Gut health and laxation

A significant increase (18 %) in DF intake was recorded when 140 g/d of chickpea and chickpea flour were consumed by nineteen healthy individuals for 6 weeks(Reference Nestel, Cehun and Chronopoulos172). Similarly, Murty et al. (Reference Murty, Pittaway and Ball171) reported a 15 % increase in DF intake in forty-two volunteers (age 52·17 (sd 6·30) years old). These studies revealed an overall improvement in bowel health accompanied by an increased frequency of defecation, ease of defecation and softer stool consistency while on a chickpea diet compared with a habitual diet.
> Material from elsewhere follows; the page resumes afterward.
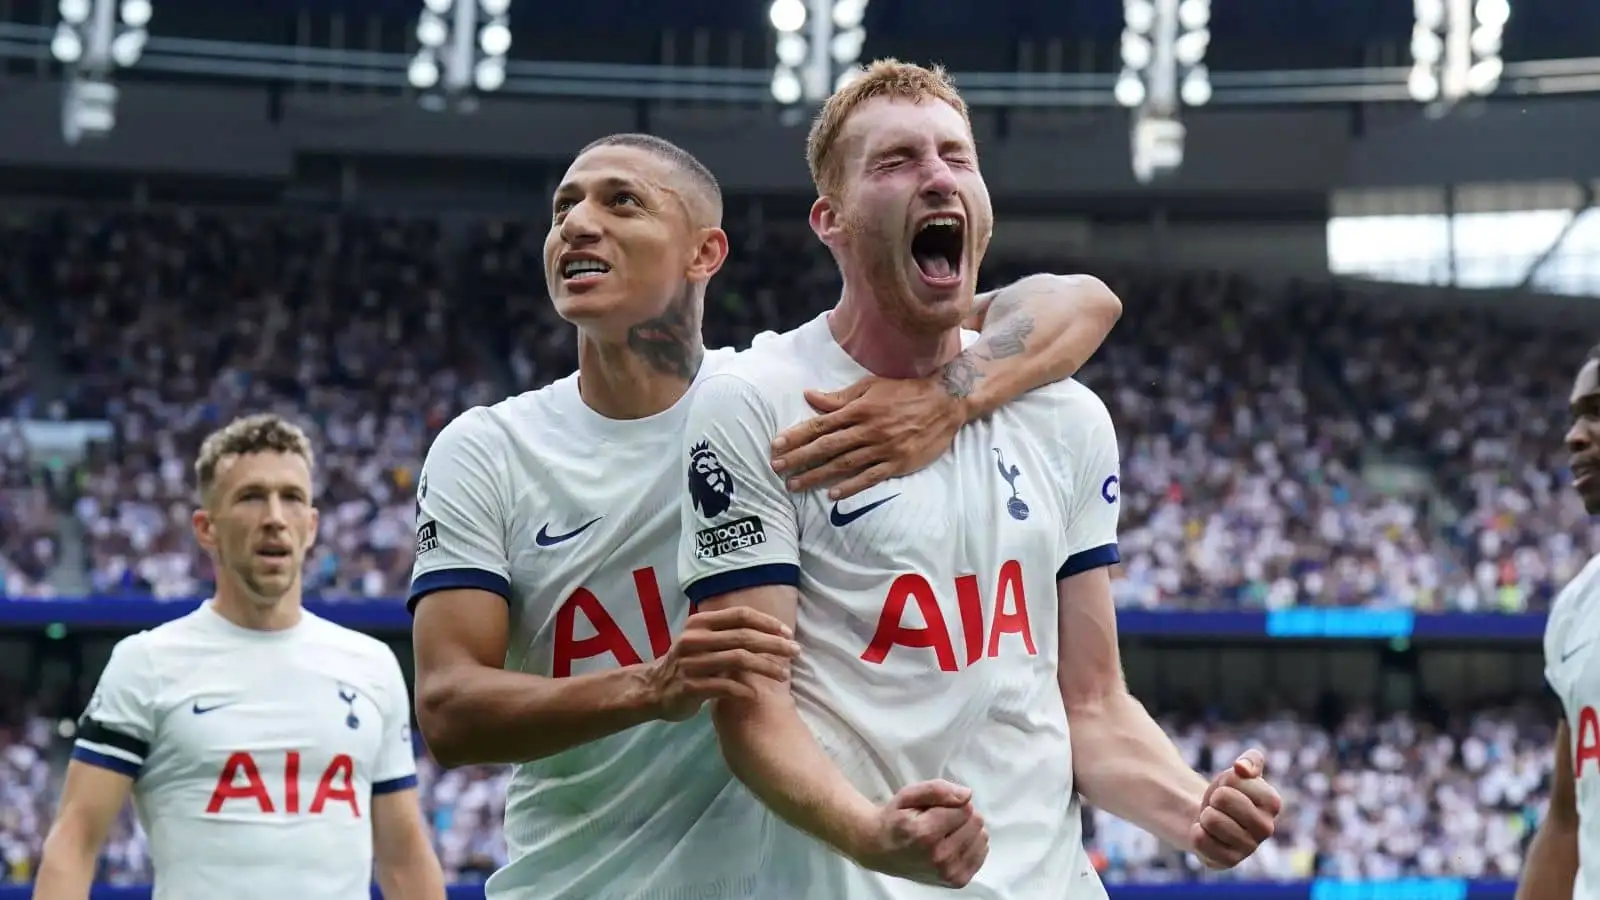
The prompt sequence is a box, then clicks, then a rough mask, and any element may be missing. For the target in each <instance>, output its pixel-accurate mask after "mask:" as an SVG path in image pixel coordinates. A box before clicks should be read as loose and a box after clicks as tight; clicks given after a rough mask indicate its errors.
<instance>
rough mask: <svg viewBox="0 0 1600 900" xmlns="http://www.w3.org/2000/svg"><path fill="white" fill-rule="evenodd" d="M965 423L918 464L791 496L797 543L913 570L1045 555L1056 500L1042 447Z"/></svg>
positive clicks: (1063, 524)
mask: <svg viewBox="0 0 1600 900" xmlns="http://www.w3.org/2000/svg"><path fill="white" fill-rule="evenodd" d="M968 431H970V432H971V434H968V432H962V434H960V436H958V437H957V444H955V447H954V448H952V450H950V452H949V453H946V455H944V456H941V458H939V460H938V461H934V463H933V464H931V466H928V468H926V469H923V471H920V472H914V474H910V476H906V477H899V479H891V480H888V482H883V484H880V485H877V487H874V488H870V490H867V492H862V493H859V495H856V496H851V498H846V500H840V501H832V500H829V498H827V493H826V492H822V490H818V492H811V493H806V495H803V496H802V498H798V517H800V544H802V552H803V554H816V556H819V557H834V559H837V560H840V562H848V564H854V565H861V567H864V569H906V567H910V569H912V570H922V569H933V567H939V569H949V567H950V565H955V567H958V569H963V570H976V569H978V567H984V565H995V564H998V562H1003V560H1006V559H1018V560H1024V562H1034V560H1051V559H1054V557H1056V556H1058V554H1059V551H1061V543H1062V533H1064V522H1062V514H1061V511H1062V508H1064V503H1062V498H1061V493H1059V487H1061V485H1059V484H1058V479H1054V477H1053V476H1051V474H1050V466H1048V463H1046V460H1045V458H1043V453H1040V452H1038V450H1037V448H1034V447H1029V445H1027V444H1021V442H1016V440H1005V439H1003V437H997V436H995V434H994V429H978V428H976V426H974V428H970V429H968ZM1054 562H1056V564H1059V562H1061V560H1059V559H1056V560H1054ZM802 567H805V560H802Z"/></svg>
DF promote laxation/bowel function by aiding in the movement of material through the digestive system.

Other health benefits

Chickpea seed oil contains different sterols, tocopherols and tocotrienols(Reference Akihisa, Yasukawa and Yamaura173Reference Akihisa, Nishismura and Nakamura175). These phytosterols have been reported to exhibit anti-ulcerative, anti-bacterial, anti-fungal, anti-tumour and anti-inflammatory properties coupled with a lowering effect on cholesterol levels(Reference Murty, Pittaway and Ball171, Reference Arisawa, Kinghorn and Cordell176). Δ7-Avenasterol and Δ5-avenasterol, phytosterols present in chickpea oil, have antioxidant properties even at frying temperatures(Reference Wang, Hicks and Moreau177). Carotenoids such as lutein and zeaxanthin, the major carotenoids in chickpea seeds, are speculated to play a role in senile or age-related macular degeneration. Though there are some epidemiological and association studies suggesting a beneficial effect of lutein and zeaxanthin on age-related macular degeneration, evidence from RCT on the effect of carotenoids on age-related macular degeneration is not presently available(Reference Mozaffarieh, Sacu and Wedrich178). Carotenoids have been reported to increase natural killer cell activity(Reference Santos, Leka and Ribaya179). Vitamin A, a derivative of β-carotene, is important in several developmental processes in humans such as bone growth, cell division/differentiation and, most importantly, vision. It has been reported that at least three million children develop xerophthalmia (damage to cornea) and about 250 000–500 000 children become blind due to vitamin A deficiency(Reference Reifen180). Chickpea has been reported to have higher levels of carotenoids (explained above) than ‘golden rice’, and it could be potentially used as a source of dietary carotenoids.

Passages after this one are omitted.